HKUDS / GraphGPT

[SIGIR'2024] "GraphGPT: Graph Instruction Tuning for Large Language Models"
https://arxiv.org/abs/2310.13023
Apache License 2.0
521 stars 39 forks source link

Why are the baseline results so low? #2

Closed ShuaiXuan closed 10 months ago

ShuaiXuan commented 10 months ago

hey bro!!Thank you very much for your work. I was greatly inspired after reading it. But I have a small question about the baseline result that I would like to ask you. I noticed you cited this article:https://arxiv.org/pdf/2305.19523.pdf. But the result of Arxiv is different from you.
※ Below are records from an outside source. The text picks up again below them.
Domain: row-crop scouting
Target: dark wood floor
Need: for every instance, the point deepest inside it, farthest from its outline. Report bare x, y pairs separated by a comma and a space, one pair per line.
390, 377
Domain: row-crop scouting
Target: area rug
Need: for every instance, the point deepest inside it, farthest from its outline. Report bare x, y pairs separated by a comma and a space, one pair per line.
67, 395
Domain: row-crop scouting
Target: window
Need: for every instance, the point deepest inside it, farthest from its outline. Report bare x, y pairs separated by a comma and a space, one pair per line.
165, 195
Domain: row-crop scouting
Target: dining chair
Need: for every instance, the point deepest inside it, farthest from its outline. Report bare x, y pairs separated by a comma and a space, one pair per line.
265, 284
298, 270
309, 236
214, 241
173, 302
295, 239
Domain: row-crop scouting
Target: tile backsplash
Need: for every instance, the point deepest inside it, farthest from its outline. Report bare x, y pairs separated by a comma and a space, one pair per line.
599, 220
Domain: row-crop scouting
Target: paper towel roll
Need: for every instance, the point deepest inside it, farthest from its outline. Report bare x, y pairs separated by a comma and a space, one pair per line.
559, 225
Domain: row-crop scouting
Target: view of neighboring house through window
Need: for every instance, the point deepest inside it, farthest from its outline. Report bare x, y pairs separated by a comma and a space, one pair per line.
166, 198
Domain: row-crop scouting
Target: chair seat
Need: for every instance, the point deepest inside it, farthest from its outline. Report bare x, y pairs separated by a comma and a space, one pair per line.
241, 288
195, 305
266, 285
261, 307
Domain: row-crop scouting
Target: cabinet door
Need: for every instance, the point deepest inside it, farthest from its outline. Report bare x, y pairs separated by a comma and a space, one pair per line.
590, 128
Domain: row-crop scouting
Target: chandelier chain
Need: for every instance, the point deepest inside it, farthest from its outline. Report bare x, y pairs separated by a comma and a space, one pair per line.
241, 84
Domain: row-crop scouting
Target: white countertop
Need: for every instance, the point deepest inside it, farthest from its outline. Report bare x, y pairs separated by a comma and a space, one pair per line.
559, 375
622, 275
I see that you follow the same public division, but the GCN in this article reached 0.7182 and the SAGE reached 0.7171, while in your paper they were only 0.5267 and 0.5480 respectively. Why? 92511698673814_ pic

tjb-tech commented 10 months ago

Thank you very much for your attention on our GraphGPT! In our experiments, we don't use the same graph data with the paper https://arxiv.org/pdf/2305.19523.pdf. Actually, we have claimed in the Sec 4.1.2 that we encoded the raw text information using a pre-trained BERT model:

image

While the node mapping strategy is followed by the above paper and we re-run all the baselines. In particular, you can refer to https://huggingface.co/datasets/Jiabin99/All_pyg_graph_data to find our utilized graph data. Hope that my answer is helpful for you and thank you again for the issue!

Tebmer commented 10 months ago

Hi, your work is really interesting. I am new to this dataset.

I am little confused that did you ( or is it necessary to) rerun the baselines on your own data when you change the graph data in your paper? ( Looks like it's gonna be a lot of work)